[Tutor] Phython List values

Oscar Benjamin oscar.j.benjamin at gmail.com
Mon Nov 18 12:03:53 CET 2013


On 18 November 2013 06:57, Ayo Rotibi <ayodejirotibi at aol.com> wrote:
> Hi,

Hi, please don't post in HTML.

> I am a complete newbie to python.
>
> I read that an assignment with an = on lists does not make a copy. Instead,
> assignment makes the two variables point to the one list in memory. For
> instance, if a = [1, 2, 3] and b=a, then b = [1, 2, 3].

This is correct.

> However, I discovered that if I change the value in ‘a’,  ‘b’ does not take
> the new value.  I thought since it is pointing to the same storage as ‘a’,
> ‘b’ should take the new value…

It does take the new value. Here is a demonstration:

>>> a = [1, 2, 3]
>>> a
[1, 2, 3]
>>> b = a
>>> b
[1, 2, 3]
>>> a[0] = 'new value'
>>> a
['new value', 2, 3]
>>> b
['new value', 2, 3]

This is because both names a and b are bound to the same list object.
However if you assign a different list object to one of the names then
they will no longer be bound to the same object.
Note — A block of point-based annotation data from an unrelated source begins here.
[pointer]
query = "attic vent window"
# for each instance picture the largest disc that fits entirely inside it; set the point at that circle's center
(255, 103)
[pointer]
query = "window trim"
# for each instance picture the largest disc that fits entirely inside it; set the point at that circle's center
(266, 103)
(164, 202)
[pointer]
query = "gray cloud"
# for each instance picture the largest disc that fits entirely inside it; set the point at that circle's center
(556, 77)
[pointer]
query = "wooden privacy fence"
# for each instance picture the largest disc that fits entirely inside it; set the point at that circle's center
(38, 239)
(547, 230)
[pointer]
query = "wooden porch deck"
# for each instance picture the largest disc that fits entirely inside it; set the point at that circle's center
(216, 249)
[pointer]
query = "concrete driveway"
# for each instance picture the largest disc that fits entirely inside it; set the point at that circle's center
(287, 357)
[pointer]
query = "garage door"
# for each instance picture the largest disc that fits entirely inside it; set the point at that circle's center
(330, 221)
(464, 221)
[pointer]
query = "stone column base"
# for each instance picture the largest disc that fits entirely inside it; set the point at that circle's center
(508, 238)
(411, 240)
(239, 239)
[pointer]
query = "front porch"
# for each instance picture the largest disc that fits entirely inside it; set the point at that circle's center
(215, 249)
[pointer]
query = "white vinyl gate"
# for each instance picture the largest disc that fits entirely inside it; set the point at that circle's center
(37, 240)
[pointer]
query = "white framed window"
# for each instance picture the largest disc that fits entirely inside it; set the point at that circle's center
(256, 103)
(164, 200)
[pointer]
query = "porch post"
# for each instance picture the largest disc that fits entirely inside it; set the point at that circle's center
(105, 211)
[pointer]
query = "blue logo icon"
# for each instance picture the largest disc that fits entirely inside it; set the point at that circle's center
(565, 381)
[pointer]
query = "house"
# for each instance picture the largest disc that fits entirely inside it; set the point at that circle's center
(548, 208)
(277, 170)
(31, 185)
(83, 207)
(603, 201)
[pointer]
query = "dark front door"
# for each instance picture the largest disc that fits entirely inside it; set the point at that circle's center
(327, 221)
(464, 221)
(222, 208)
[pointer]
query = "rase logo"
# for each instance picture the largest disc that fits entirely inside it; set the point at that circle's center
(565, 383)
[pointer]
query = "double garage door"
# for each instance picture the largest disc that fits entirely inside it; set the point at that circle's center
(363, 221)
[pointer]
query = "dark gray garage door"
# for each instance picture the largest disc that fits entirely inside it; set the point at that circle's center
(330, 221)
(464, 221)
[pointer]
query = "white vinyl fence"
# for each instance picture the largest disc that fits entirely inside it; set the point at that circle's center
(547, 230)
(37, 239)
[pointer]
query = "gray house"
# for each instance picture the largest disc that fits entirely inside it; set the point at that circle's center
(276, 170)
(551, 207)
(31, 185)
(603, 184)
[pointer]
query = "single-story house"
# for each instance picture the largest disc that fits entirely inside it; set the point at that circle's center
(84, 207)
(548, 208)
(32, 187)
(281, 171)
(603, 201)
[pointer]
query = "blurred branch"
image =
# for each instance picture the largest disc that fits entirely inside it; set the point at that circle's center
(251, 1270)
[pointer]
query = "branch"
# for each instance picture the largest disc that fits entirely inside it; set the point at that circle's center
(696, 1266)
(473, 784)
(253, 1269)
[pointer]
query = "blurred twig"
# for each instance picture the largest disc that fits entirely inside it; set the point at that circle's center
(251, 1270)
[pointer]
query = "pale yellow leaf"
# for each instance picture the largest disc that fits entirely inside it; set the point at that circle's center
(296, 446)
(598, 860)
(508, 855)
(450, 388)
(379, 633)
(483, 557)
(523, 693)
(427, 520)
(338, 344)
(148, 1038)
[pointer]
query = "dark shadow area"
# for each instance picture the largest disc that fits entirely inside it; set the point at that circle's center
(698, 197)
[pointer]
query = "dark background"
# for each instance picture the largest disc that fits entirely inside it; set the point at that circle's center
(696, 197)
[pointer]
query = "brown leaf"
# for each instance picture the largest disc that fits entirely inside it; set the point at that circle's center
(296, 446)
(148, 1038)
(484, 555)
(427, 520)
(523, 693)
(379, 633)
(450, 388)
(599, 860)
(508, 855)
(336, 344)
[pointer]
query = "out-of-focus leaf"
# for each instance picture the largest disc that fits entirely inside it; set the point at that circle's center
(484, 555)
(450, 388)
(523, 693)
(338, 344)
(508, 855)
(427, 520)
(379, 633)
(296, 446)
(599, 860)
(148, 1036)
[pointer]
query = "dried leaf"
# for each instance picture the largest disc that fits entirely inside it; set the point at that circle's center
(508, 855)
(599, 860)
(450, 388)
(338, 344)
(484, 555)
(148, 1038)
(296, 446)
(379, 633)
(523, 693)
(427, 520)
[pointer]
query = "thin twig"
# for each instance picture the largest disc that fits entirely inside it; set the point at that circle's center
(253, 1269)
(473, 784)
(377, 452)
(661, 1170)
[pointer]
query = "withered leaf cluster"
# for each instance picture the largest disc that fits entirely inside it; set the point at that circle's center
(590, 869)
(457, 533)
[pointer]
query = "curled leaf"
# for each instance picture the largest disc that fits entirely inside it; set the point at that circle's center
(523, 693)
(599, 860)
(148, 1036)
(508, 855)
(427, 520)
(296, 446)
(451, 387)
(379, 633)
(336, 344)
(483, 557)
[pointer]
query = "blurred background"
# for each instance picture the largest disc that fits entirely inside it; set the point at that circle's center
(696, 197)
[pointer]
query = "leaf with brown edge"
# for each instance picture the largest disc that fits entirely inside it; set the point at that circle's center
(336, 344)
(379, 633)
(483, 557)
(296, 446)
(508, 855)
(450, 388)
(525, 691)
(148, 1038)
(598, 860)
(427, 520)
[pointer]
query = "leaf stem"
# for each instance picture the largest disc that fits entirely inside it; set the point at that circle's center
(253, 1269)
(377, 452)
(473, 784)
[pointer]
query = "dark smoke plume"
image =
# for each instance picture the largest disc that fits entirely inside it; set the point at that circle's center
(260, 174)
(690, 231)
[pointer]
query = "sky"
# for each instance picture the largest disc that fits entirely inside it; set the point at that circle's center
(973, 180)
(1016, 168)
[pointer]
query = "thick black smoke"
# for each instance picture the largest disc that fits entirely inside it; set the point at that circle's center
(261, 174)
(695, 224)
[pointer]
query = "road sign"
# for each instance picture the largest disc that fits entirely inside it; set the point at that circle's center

Continuing from
above:

>>> a = ['a', 'different', 'list', 'object']
>>> a
['a', 'different', 'list', 'object']
>>> b
['new value', 2, 3]

The key thing is that "bare" assignment (i.e 'a = ...') rebinds the
name a to a new object where as item assignment (i.e. 'a[index]= ...')
changes values in the list that a is bound to.